En fait, il s'agit là d'impressions de Mme Gilmore et le voyage à Londres fut postérieur à l'insurrection, le rapport du préfet de police Gisquet, d'autres recherches placent la Société Gauloise de Deschapelles au centre des préparatifs de l'insurrection.
Arrivée de Thiers
La France est alors dans un état proche du chaos, ce qui pousse le gouvernement à dissoudre la société des amis du peuple au terme d'un procès où Cavaignac usera de toute sa verve pour critiquer l'article 291 du code pénal qui restreint le droit d'association « En période de renouveau national, la liberté d'association est nécessaire [...]. Il ne peut y avoir trop de bonnes volontés combinées pour résoudre les problèmes sociaux. »[25]. En octobre 1832, la nomination au ministère de l'intérieur de Thiers, homme qui a bien connu les réseaux clandestins sous la Restauration, permet au gouvernement de reprendre la main sur les républicains.
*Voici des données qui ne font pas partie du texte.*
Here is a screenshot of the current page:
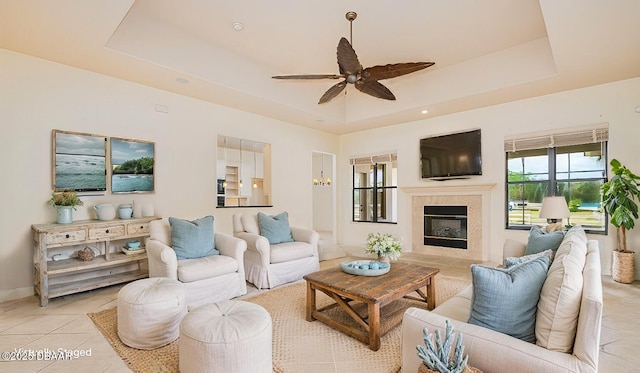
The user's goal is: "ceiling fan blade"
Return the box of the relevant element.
[336,37,362,75]
[318,80,347,104]
[355,80,396,100]
[362,62,435,80]
[272,74,343,79]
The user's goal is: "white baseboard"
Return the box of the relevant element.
[0,286,33,303]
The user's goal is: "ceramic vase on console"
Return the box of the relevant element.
[56,206,73,224]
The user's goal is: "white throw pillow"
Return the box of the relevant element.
[536,226,587,353]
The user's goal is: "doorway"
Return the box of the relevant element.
[311,151,344,260]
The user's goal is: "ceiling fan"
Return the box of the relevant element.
[272,12,435,104]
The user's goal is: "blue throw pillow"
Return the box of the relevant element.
[524,226,564,255]
[469,255,550,343]
[258,211,293,245]
[169,216,220,260]
[502,250,556,268]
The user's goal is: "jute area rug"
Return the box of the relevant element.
[88,274,470,373]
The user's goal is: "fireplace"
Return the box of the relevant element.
[400,183,502,261]
[424,206,467,250]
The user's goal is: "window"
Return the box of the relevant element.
[351,153,398,223]
[505,128,608,234]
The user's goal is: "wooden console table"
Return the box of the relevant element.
[304,262,440,351]
[31,217,158,307]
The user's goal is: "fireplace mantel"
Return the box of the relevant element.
[398,181,497,194]
[399,182,497,261]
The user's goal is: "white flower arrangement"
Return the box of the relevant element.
[364,233,402,260]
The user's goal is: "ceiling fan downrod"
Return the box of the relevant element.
[344,12,358,46]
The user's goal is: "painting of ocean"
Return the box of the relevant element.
[111,175,153,193]
[53,130,107,191]
[56,154,107,191]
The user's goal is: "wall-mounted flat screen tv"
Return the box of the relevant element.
[420,129,482,180]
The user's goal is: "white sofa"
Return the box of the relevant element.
[402,230,603,373]
[146,219,247,309]
[233,213,320,289]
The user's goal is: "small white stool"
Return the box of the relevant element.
[117,277,187,350]
[178,300,273,373]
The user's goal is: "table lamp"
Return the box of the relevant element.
[539,196,571,223]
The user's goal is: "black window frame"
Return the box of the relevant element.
[504,141,609,235]
[351,163,398,224]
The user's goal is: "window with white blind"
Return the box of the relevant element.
[504,123,609,233]
[350,153,398,223]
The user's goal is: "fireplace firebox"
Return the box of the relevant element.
[424,206,467,250]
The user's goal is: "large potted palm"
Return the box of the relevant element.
[602,159,640,284]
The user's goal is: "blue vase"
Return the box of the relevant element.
[57,206,73,224]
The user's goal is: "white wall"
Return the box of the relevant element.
[0,50,640,302]
[0,50,338,302]
[338,78,640,278]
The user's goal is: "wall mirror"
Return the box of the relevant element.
[216,135,272,207]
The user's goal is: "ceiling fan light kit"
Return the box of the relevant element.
[272,12,435,104]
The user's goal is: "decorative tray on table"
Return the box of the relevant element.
[340,260,391,276]
[120,246,147,255]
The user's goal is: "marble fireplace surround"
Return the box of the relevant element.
[400,184,496,261]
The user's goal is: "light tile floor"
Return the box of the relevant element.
[0,253,640,373]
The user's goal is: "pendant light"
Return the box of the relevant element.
[238,139,242,187]
[313,154,331,186]
[253,142,258,189]
[222,136,227,189]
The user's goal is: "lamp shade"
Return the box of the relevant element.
[540,196,571,219]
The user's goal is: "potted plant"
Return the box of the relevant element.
[602,159,640,284]
[364,233,402,262]
[47,190,83,224]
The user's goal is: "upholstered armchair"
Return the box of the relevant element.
[233,212,320,289]
[146,216,247,308]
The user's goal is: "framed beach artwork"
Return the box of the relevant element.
[52,130,107,192]
[110,137,155,193]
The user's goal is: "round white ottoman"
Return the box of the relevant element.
[117,277,187,350]
[178,300,273,373]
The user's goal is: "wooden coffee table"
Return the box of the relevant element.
[304,262,440,351]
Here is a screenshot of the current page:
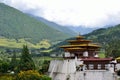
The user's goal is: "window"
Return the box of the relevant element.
[89,64,94,69]
[98,64,101,69]
[105,64,108,69]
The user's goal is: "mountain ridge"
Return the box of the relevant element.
[0,3,71,48]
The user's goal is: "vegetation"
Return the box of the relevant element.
[15,70,51,80]
[0,45,51,80]
[18,45,35,71]
[0,3,70,46]
[85,25,120,58]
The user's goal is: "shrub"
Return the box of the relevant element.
[15,70,51,80]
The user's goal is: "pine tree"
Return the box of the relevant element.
[18,45,35,71]
[9,53,18,71]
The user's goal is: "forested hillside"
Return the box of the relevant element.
[50,25,120,57]
[0,3,71,48]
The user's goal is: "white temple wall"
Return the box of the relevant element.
[48,59,115,80]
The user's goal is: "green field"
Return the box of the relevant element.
[0,38,51,49]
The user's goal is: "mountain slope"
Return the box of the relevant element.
[31,15,76,36]
[51,24,120,56]
[0,3,71,43]
[85,24,120,43]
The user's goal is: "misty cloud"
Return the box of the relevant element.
[2,0,120,27]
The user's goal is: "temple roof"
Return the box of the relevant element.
[82,58,112,61]
[68,39,91,43]
[60,43,100,48]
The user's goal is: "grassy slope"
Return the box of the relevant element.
[0,3,69,42]
[0,3,70,47]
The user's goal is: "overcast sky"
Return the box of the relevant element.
[1,0,120,27]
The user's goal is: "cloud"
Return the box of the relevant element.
[2,0,120,27]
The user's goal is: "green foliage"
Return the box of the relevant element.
[39,60,50,74]
[18,45,35,71]
[9,53,18,72]
[0,61,9,73]
[85,24,120,57]
[15,70,51,80]
[0,74,13,80]
[0,3,70,43]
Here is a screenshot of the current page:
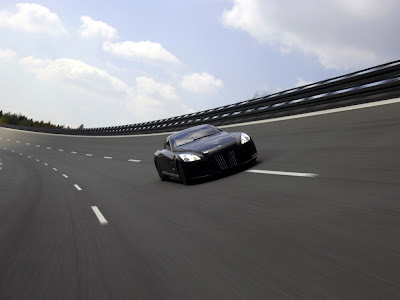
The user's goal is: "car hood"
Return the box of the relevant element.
[176,132,236,154]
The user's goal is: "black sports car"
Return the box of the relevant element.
[154,125,257,184]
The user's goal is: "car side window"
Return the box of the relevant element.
[164,140,171,150]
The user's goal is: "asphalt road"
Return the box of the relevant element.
[0,104,400,299]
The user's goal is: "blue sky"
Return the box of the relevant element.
[0,0,400,127]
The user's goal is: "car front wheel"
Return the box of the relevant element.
[154,161,166,181]
[178,163,189,185]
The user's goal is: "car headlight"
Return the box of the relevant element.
[240,132,250,145]
[179,153,201,162]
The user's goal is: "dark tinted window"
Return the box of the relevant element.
[172,126,221,147]
[164,140,171,150]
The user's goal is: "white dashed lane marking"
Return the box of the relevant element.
[246,169,318,177]
[92,206,108,225]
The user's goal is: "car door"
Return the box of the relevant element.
[158,139,177,174]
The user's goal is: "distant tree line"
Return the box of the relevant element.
[0,110,64,128]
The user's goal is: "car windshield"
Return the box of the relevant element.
[173,126,221,147]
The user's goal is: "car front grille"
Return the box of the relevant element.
[215,150,237,170]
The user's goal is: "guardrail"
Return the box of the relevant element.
[0,60,400,135]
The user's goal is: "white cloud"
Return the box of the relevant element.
[136,76,178,100]
[181,72,224,93]
[0,49,17,62]
[0,3,67,35]
[103,41,179,64]
[19,56,132,96]
[126,76,180,122]
[294,77,313,87]
[80,16,118,40]
[221,0,400,69]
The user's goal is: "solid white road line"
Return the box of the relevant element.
[246,170,318,177]
[92,206,108,225]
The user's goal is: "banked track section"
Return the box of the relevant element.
[0,99,400,299]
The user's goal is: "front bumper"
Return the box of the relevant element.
[178,140,257,179]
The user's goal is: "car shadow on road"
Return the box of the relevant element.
[188,160,262,185]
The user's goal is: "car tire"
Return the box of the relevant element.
[177,162,189,185]
[154,161,166,181]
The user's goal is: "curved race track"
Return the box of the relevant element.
[0,99,400,299]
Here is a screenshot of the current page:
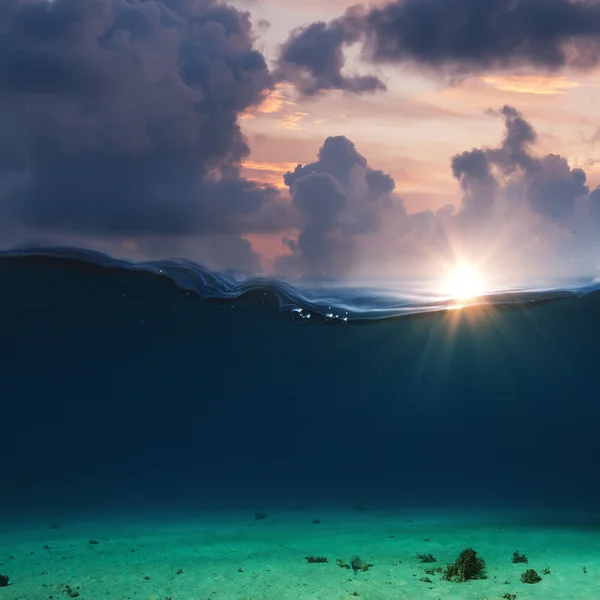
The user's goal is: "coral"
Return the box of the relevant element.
[304,556,327,563]
[417,554,437,562]
[443,548,485,583]
[521,569,542,583]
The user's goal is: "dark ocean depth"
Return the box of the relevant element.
[0,251,600,512]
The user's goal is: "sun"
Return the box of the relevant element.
[444,265,485,300]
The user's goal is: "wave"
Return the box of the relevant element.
[0,245,600,322]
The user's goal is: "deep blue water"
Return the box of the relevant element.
[0,246,600,513]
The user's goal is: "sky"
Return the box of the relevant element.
[0,0,600,287]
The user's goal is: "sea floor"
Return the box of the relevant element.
[0,510,600,600]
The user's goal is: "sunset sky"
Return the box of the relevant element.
[0,0,600,285]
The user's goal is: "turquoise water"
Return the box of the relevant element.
[0,246,600,599]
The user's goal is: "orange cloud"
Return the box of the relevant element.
[242,160,298,189]
[481,74,581,96]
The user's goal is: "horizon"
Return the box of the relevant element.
[0,0,600,297]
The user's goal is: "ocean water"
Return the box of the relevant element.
[0,249,600,600]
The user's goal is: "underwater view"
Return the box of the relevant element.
[0,0,600,600]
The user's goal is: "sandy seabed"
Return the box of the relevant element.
[0,510,600,600]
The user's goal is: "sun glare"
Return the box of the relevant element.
[444,265,485,300]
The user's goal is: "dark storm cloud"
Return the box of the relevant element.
[451,106,589,222]
[279,136,403,277]
[276,10,386,96]
[281,0,600,94]
[277,106,600,277]
[0,0,288,239]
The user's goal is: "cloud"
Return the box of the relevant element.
[275,9,386,97]
[276,106,600,277]
[280,0,600,94]
[277,136,406,277]
[0,0,289,251]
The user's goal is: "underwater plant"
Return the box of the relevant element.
[304,556,327,563]
[443,548,485,583]
[521,569,542,583]
[417,554,437,562]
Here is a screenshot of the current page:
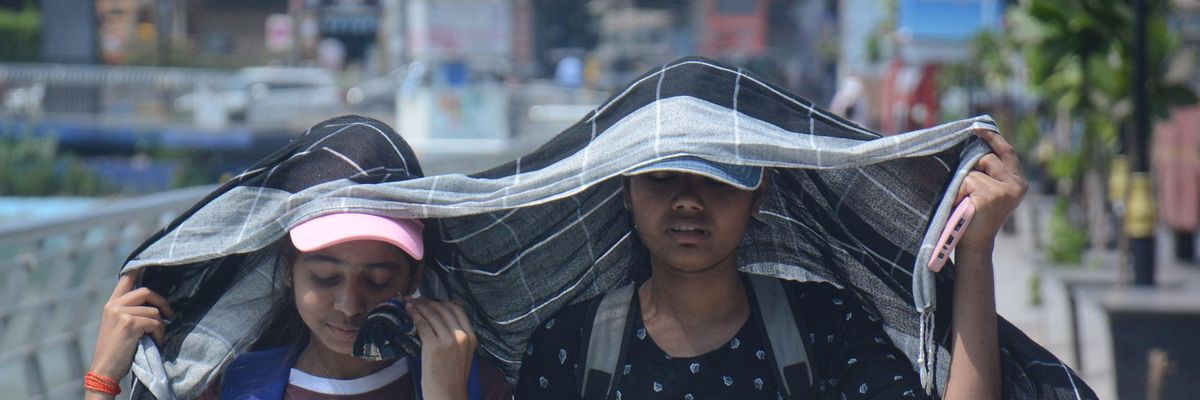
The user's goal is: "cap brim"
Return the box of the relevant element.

Il intente plus de 300 procès envers la presse et les sociétés républicaines, s'en prenant notamment à La Tribune de Marrast et au Populaire de Cabet, qui tire à l'époque à 27 000 exemplaires[6]. Au total, le gouvernement impose plus de 215 000 francs d'amendes à toute la presse républicaine soit une somme énorme à l'époque[26]. Les républicains, face aux assauts de Thiers contre leur presse, réagissent en créant une multitude d'associations pour défendre la liberté de la presse. Les républicains martèlent l'argument suivant : « Les électeurs ne constituant qu'une petite minorité, la masse du peuple est représentée, donc, non par la chambre mais par la presse. [...] Unissons-nous pour subvenir aux journaux, payer leurs amendes. »[27].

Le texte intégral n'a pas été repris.